Just 20 percent say Congress is at least somewhat likely over the next year to pass legislation to gain control of the border and reduce illegal immigration, with a mere 4 percent thinking it’s very likely. About 70 percent see congressional action this year to control the border as unlikely, with 47 percent who say it’s not very likely and 24 percent who say it’s not at all likely.

On the other hand, 45 percent believe it’s at least somewhat likely that Congress will pass legislation in the next year to create a pathway to citizenship for illegal immigrants. This finding includes 10 percent who say it’s very likely.

Almost half think it’s unlikely that Congress will approve legislation in the next year that makes it possible for those who are here illegally to become U.S. citizens. Of that number, 9 percent say it’s not at all likely.

This belief that Congress is more likely not to do what the majority of voters favor illustrates why unhappiness with Congress has reached the highest level ever recorded by Rasmussen Reports. Just over 70 percent of voters now say Congress is doing a poor job, and 63 percent say it would be better for the country if most congressional incumbents were defeated in November.

Just over 55 percent say the policies and practices of the federal government encourage people to enter the United States illegally, while 27 percent disagree and 17 percent are not sure.

Three-fourths of voters are angry at government policies, up 9 points since September.

A majority of voters across virtually all demographic categories agree that illegal immigrants are a strain on the budget and that they are drawn to America by the availability of government money and services.
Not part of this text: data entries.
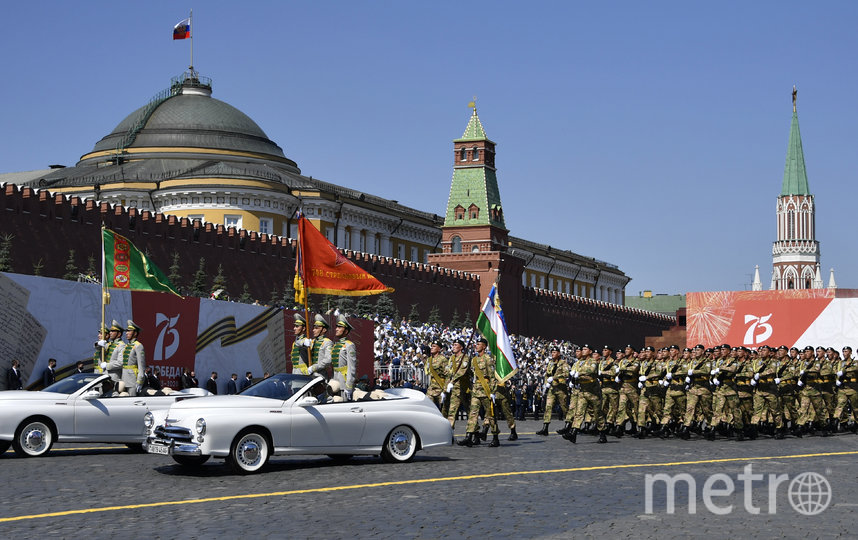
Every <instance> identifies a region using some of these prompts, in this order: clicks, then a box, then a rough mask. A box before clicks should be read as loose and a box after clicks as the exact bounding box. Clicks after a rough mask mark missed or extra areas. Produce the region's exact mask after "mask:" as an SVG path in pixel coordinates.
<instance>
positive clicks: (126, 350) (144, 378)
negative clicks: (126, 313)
mask: <svg viewBox="0 0 858 540" xmlns="http://www.w3.org/2000/svg"><path fill="white" fill-rule="evenodd" d="M140 330H142V328H140V326H139V325H137V324H135V322H134V321H132V320H131V319H128V327H127V328H126V329H125V339H127V340H128V343H127V344H126V345H125V349H124V350H123V351H122V382H123V383H125V390H126V391H127V392H128V393H129V394H130V395H132V396H136V395H137V389H138V388H141V387H142V386H143V382H144V381H145V380H146V352H145V351H144V350H143V344H142V343H140V342H139V341H137V336H138V335H140Z"/></svg>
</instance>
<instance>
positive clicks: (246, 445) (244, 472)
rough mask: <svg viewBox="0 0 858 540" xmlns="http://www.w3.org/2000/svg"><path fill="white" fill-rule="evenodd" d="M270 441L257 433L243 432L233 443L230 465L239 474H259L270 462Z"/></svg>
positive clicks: (261, 435)
mask: <svg viewBox="0 0 858 540" xmlns="http://www.w3.org/2000/svg"><path fill="white" fill-rule="evenodd" d="M268 454H269V445H268V439H267V438H266V437H265V435H263V434H262V433H259V432H257V431H242V432H241V433H239V434H238V436H237V437H236V438H235V440H234V441H233V442H232V447H231V448H230V451H229V464H230V466H231V467H232V469H233V470H234V471H235V472H237V473H239V474H251V473H255V472H258V471H259V470H260V469H262V467H264V466H265V464H266V463H267V462H268Z"/></svg>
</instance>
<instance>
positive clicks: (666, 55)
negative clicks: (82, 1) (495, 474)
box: [0, 1, 858, 295]
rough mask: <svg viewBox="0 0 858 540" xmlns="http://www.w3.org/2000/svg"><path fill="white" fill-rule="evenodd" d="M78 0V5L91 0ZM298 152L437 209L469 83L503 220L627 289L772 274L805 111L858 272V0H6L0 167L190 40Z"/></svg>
mask: <svg viewBox="0 0 858 540" xmlns="http://www.w3.org/2000/svg"><path fill="white" fill-rule="evenodd" d="M84 6H85V7H84ZM191 7H193V8H194V64H195V67H196V68H197V69H198V70H199V72H200V73H201V74H203V75H206V76H209V77H211V78H212V79H213V82H214V93H213V97H216V98H218V99H220V100H223V101H226V102H227V103H230V104H231V105H233V106H235V107H237V108H238V109H240V110H242V111H243V112H245V113H246V114H248V115H249V116H250V117H251V118H253V119H254V120H255V121H256V122H257V123H258V124H259V125H260V127H262V129H263V130H264V131H265V132H266V134H267V135H268V136H269V137H270V138H271V139H272V140H274V141H275V142H276V143H277V144H279V145H280V146H281V147H282V148H283V150H284V152H285V153H286V155H287V156H288V157H290V158H292V159H293V160H295V161H296V162H297V163H298V166H299V167H300V168H301V169H302V172H303V173H304V174H307V175H312V176H313V177H315V178H320V179H323V180H327V181H330V182H334V183H338V184H342V185H346V186H349V187H352V188H355V189H359V190H362V191H366V192H369V193H373V194H377V195H381V196H384V197H388V198H391V199H396V200H398V201H400V202H401V203H403V204H406V205H409V206H412V207H414V208H418V209H420V210H424V211H428V212H435V213H438V214H443V212H444V211H445V207H446V202H447V196H448V193H449V185H450V179H451V176H452V160H453V151H452V139H455V138H457V137H459V136H461V134H462V132H463V130H464V128H465V125H466V124H467V121H468V117H469V114H470V110H469V109H468V108H467V103H468V102H469V101H470V100H471V98H472V96H474V95H476V96H477V106H478V112H479V115H480V118H481V120H482V122H483V126H484V127H485V129H486V132H487V134H488V135H489V137H490V138H491V139H492V140H494V141H495V142H496V143H497V144H498V148H497V151H498V154H497V166H498V178H499V182H500V190H501V198H502V200H503V204H504V207H505V208H504V215H505V217H506V223H507V227H508V228H509V229H510V232H511V234H513V235H515V236H518V237H522V238H526V239H528V240H533V241H538V242H542V243H545V244H549V245H551V246H554V247H557V248H563V249H571V250H573V251H575V252H578V253H580V254H583V255H587V256H592V257H596V258H598V259H601V260H605V261H608V262H611V263H614V264H617V265H618V266H619V267H620V268H621V269H622V270H623V271H625V272H626V273H627V274H628V275H629V276H630V277H632V281H631V282H630V283H629V285H628V287H627V289H626V293H627V294H628V295H636V294H638V292H639V291H642V290H646V289H650V290H653V291H654V292H657V293H682V292H686V291H706V290H741V289H747V288H750V283H751V279H752V274H753V270H754V265H757V264H758V265H760V274H761V276H762V280H763V284H764V286H765V287H768V281H769V280H770V276H771V246H772V242H773V241H774V240H775V238H776V229H775V202H776V197H777V195H778V194H779V193H780V186H781V182H782V179H783V168H784V161H785V157H786V149H787V139H788V136H789V124H790V118H791V115H792V105H791V98H790V93H791V90H792V85H793V84H795V85H797V87H798V91H799V94H798V114H799V120H800V124H801V133H802V140H803V143H804V152H805V160H806V163H807V171H808V178H809V184H810V189H811V192H812V193H813V194H814V195H815V196H816V204H817V213H816V221H817V239H818V240H820V242H821V250H822V268H823V280H824V281H825V282H826V283H827V282H828V271H829V269H830V268H832V267H833V268H834V269H835V272H836V277H837V282H838V286H840V287H858V279H856V275H855V268H856V264H858V252H856V250H855V242H854V240H853V237H854V235H853V233H852V229H853V227H854V223H855V222H856V220H858V212H856V210H855V206H856V205H855V201H857V200H858V186H857V185H856V182H855V181H854V178H855V172H856V171H855V166H856V160H855V156H856V152H855V149H856V146H858V131H856V129H855V126H856V125H858V99H856V97H855V93H856V89H858V81H856V69H858V68H856V62H855V54H856V51H858V3H855V2H845V1H832V2H825V3H816V2H791V1H776V2H775V1H772V2H763V1H760V2H718V3H703V2H687V1H681V2H680V1H664V2H591V3H584V2H572V1H568V2H482V3H476V4H471V3H466V2H447V1H441V2H420V3H418V2H393V1H388V2H380V1H377V2H358V1H342V2H332V1H331V2H325V1H314V2H309V1H305V2H235V1H225V2H204V3H203V2H199V3H197V5H193V6H191V5H188V6H184V5H182V4H180V3H178V2H164V1H156V2H146V3H143V2H135V3H126V2H86V3H84V4H80V3H69V2H28V3H19V2H16V3H13V4H10V5H8V6H6V7H5V10H4V17H3V19H2V21H0V45H2V50H3V51H4V61H3V67H2V69H3V79H4V82H3V84H2V85H0V97H2V103H3V115H2V117H3V121H2V127H0V171H2V172H13V171H24V170H32V169H41V168H46V167H47V166H48V165H49V164H52V163H60V164H65V165H72V164H74V163H75V162H76V161H77V160H78V158H79V157H80V156H81V155H83V154H85V153H87V152H88V151H90V150H91V149H92V147H93V145H94V144H95V143H96V142H97V141H98V140H99V139H100V138H101V137H103V136H104V135H106V134H108V133H109V132H110V131H112V129H113V128H114V127H115V126H116V124H118V123H119V122H120V121H121V120H122V119H123V118H124V117H125V116H126V115H128V114H129V113H131V112H132V111H133V110H134V109H136V108H137V107H139V106H141V105H143V104H145V103H146V102H147V101H148V100H149V99H150V98H151V97H152V96H153V95H155V94H156V93H158V92H159V91H160V90H162V89H164V88H167V87H168V86H169V83H170V77H172V76H175V75H178V74H180V73H181V72H182V71H183V70H184V69H185V68H186V67H187V64H188V62H189V43H188V41H175V42H174V41H172V40H171V30H172V27H173V25H174V24H175V23H177V22H178V21H179V20H181V19H182V18H184V17H186V16H187V12H188V9H190V8H191Z"/></svg>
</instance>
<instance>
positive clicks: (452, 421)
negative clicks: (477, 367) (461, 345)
mask: <svg viewBox="0 0 858 540" xmlns="http://www.w3.org/2000/svg"><path fill="white" fill-rule="evenodd" d="M449 367H450V371H449V372H448V375H447V386H449V385H451V384H452V385H453V388H452V390H450V400H449V406H450V410H449V411H448V412H447V420H449V421H450V425H451V426H453V427H456V414H458V412H459V406H460V405H461V404H462V403H470V401H471V399H470V396H468V393H469V392H470V388H471V362H470V360H469V358H468V356H467V355H466V354H465V353H464V352H460V353H459V354H454V355H453V356H451V357H450V364H449Z"/></svg>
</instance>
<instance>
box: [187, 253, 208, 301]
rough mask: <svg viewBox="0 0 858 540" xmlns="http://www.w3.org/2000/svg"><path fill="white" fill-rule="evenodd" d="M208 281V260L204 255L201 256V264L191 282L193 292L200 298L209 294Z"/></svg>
mask: <svg viewBox="0 0 858 540" xmlns="http://www.w3.org/2000/svg"><path fill="white" fill-rule="evenodd" d="M206 281H207V280H206V260H205V258H204V257H200V265H199V267H198V268H197V271H196V272H194V282H193V284H191V294H192V295H193V296H198V297H200V298H203V297H205V296H206V295H207V294H208V293H207V292H206Z"/></svg>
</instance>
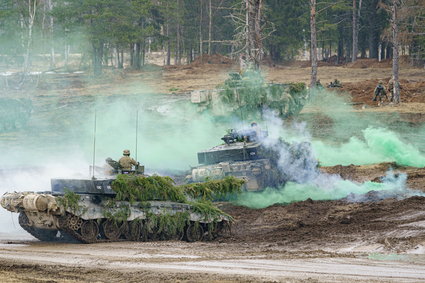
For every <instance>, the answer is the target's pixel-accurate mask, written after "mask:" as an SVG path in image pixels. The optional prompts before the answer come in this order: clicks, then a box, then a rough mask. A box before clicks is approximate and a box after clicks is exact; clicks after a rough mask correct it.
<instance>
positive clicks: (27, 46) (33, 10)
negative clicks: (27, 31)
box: [24, 0, 37, 74]
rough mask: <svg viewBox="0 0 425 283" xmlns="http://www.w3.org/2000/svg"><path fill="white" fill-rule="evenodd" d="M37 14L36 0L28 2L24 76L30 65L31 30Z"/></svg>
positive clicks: (28, 68) (24, 66) (28, 70)
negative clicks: (27, 30) (26, 31)
mask: <svg viewBox="0 0 425 283" xmlns="http://www.w3.org/2000/svg"><path fill="white" fill-rule="evenodd" d="M36 12H37V0H32V1H31V0H29V1H28V39H27V46H26V53H25V60H24V74H26V73H28V72H29V68H30V65H31V61H30V60H31V51H32V28H33V26H34V20H35V15H36Z"/></svg>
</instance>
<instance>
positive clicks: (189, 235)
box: [59, 214, 230, 244]
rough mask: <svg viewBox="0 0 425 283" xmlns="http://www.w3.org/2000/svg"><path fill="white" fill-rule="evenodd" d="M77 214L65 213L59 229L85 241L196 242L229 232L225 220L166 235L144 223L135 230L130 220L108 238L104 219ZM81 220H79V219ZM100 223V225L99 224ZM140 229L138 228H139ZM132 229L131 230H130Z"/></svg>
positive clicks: (197, 226)
mask: <svg viewBox="0 0 425 283" xmlns="http://www.w3.org/2000/svg"><path fill="white" fill-rule="evenodd" d="M76 217H77V216H75V215H72V214H66V215H65V216H62V217H60V218H59V226H60V229H59V231H61V232H62V231H63V232H64V233H65V234H68V235H69V236H71V237H73V238H74V239H75V240H77V241H79V242H81V243H85V244H92V243H104V242H120V241H142V242H146V241H149V240H151V241H158V240H186V241H188V242H196V241H201V240H203V239H205V240H213V239H215V238H217V237H218V236H219V235H220V234H230V223H229V222H227V221H222V222H219V223H216V225H214V227H213V228H212V230H211V231H208V226H207V224H199V223H194V222H191V223H190V225H188V226H187V227H185V228H184V231H183V232H184V233H181V234H180V233H179V234H178V235H167V234H157V233H156V232H155V231H156V228H154V229H153V230H152V231H147V228H146V225H145V223H143V224H142V225H141V226H140V228H133V229H137V230H132V229H130V228H129V227H131V225H133V224H131V222H130V221H128V222H126V223H124V224H122V225H121V227H119V228H118V227H117V228H118V229H119V230H118V232H117V234H118V235H115V237H114V236H112V235H111V233H110V234H109V237H110V238H108V237H107V236H106V234H107V233H106V232H105V227H104V224H105V222H106V220H105V219H97V220H82V219H81V218H79V219H78V221H75V220H77V219H76ZM80 220H81V221H80ZM76 223H77V224H76ZM99 223H100V225H99ZM84 225H88V226H90V225H93V226H92V228H94V227H96V228H95V230H94V231H90V230H88V231H89V232H93V233H92V235H89V236H85V235H84V232H83V231H85V230H86V229H85V228H84V227H85V226H84ZM139 229H140V230H139ZM132 231H133V232H132Z"/></svg>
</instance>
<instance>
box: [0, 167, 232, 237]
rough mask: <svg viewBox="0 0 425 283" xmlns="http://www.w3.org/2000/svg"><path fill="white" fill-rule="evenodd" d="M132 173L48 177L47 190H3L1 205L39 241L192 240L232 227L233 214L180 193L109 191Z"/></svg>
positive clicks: (136, 180)
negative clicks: (137, 197)
mask: <svg viewBox="0 0 425 283" xmlns="http://www.w3.org/2000/svg"><path fill="white" fill-rule="evenodd" d="M133 177H134V176H133ZM133 177H131V176H126V175H118V177H117V179H102V180H97V179H93V180H91V179H88V180H79V179H52V180H51V191H49V192H13V193H5V194H4V195H3V196H2V197H1V199H0V204H1V206H2V207H3V208H5V209H7V210H9V211H11V212H15V213H19V224H20V225H21V227H22V228H23V229H25V230H26V231H27V232H28V233H30V234H31V235H33V236H34V237H35V238H37V239H39V240H41V241H58V240H70V239H73V240H76V241H79V242H82V243H96V242H105V241H124V240H131V241H146V240H170V239H173V240H186V241H189V242H194V241H199V240H202V239H214V238H215V237H217V236H218V235H219V234H220V233H225V232H229V231H230V222H231V217H230V216H229V215H227V214H225V213H222V212H221V211H220V210H219V209H217V208H215V207H210V208H209V206H208V205H209V204H205V203H197V202H195V201H192V202H189V201H186V197H184V196H182V195H178V197H175V199H173V200H172V201H164V200H156V198H155V197H153V198H152V200H145V201H135V200H134V199H132V198H131V197H129V196H127V199H126V196H125V195H124V194H125V193H124V192H123V191H122V190H118V193H117V191H116V190H114V189H113V187H114V184H115V183H114V182H116V181H119V180H121V182H122V180H132V179H131V178H133ZM134 178H136V177H134ZM137 178H146V179H134V180H133V181H134V182H136V183H137V182H139V183H140V182H141V181H140V180H144V181H146V182H147V183H145V184H148V183H152V184H153V183H159V184H163V183H164V182H165V183H166V184H168V185H169V184H171V183H170V182H172V180H171V179H169V178H168V179H167V177H165V179H164V178H163V177H158V176H155V177H140V176H138V177H137ZM149 178H152V179H149ZM161 178H162V179H161ZM164 180H165V181H164ZM161 182H162V183H161ZM165 183H164V184H165ZM117 184H118V185H119V182H118V183H117ZM168 185H167V186H168ZM138 189H139V190H140V191H144V190H148V191H149V188H144V187H140V186H139V188H138ZM176 192H178V191H176ZM162 193H168V194H170V189H169V186H168V187H167V188H164V192H160V193H158V195H161V194H162ZM174 194H175V192H174ZM123 195H124V196H123ZM120 199H126V200H125V201H124V200H120ZM159 199H161V198H159ZM206 207H207V210H208V209H209V210H210V211H208V213H205V211H206V210H205V208H206ZM211 211H212V213H211Z"/></svg>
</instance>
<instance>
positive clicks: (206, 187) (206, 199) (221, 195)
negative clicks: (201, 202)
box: [180, 176, 245, 200]
mask: <svg viewBox="0 0 425 283" xmlns="http://www.w3.org/2000/svg"><path fill="white" fill-rule="evenodd" d="M244 183H245V181H244V180H241V179H238V178H235V177H233V176H227V177H225V178H224V179H222V180H211V181H206V182H203V183H192V184H186V185H182V186H180V187H181V188H182V189H183V190H184V192H185V194H186V195H189V196H191V197H192V198H194V199H201V200H214V199H222V198H225V197H226V196H228V195H232V194H237V193H240V192H241V188H242V186H243V184H244Z"/></svg>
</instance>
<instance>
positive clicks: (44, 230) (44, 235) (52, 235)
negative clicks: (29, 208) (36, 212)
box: [18, 212, 75, 242]
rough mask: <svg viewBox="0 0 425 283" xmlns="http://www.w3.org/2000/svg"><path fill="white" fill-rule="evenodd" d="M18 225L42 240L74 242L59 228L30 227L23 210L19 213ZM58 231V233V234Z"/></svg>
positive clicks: (31, 226)
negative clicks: (39, 227)
mask: <svg viewBox="0 0 425 283" xmlns="http://www.w3.org/2000/svg"><path fill="white" fill-rule="evenodd" d="M18 220H19V225H20V226H21V227H22V228H23V229H24V230H25V231H27V232H28V233H29V234H31V235H32V236H33V237H35V238H37V239H38V240H40V241H43V242H74V241H75V240H73V238H72V237H71V236H70V235H68V234H66V233H65V232H62V231H59V230H50V229H41V228H36V227H32V226H30V225H29V220H28V217H27V215H26V214H25V212H20V213H19V217H18ZM58 232H60V235H59V236H58Z"/></svg>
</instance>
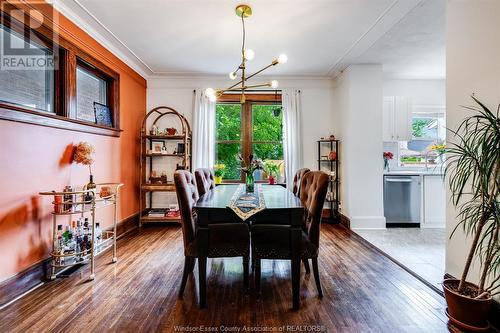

But there are partisan differences.

Almost 85 percent of Republicans and 73 percent of voters not affiliated with either major party say illegal immigrants are a budget strain. Just 48 percent of Democrats agree, and nearly as many (40 percent) disagree.

Similarly, 77 percent of Republicans and 71 percent of unaffiliated voters see the availability of government money and services as drawing illegal immigrants to America. But only 50 percent of Democrats share that view.

The differences between the political class and mainstream voters are even sharper. While 78 percent of mainstream voters say illegal immigrants are a significant strain on the budget, 60 percent of the political class disagree.

Three-fourths of mainstream voters think the availability of government money and services draws illegal immigrants to the United States, while 53 percent of the political class reject that view.

But 59 percent of the political class say legalizing the status of undocumented workers already living in the United States is more important than gaining control of the border. Three-fourths of mainstream voters put controlling the border first.

The majority of Republicans, Democrats and unaffiliateds believe that control of the border is more important, but that view is more strongly held by GOP and unaffiliated voters.

Eighty percent of voters rate the issue of immigration as at least somewhat important in determining how they will vote in the next congressional election. That includes 50 percent who say it is very important to them.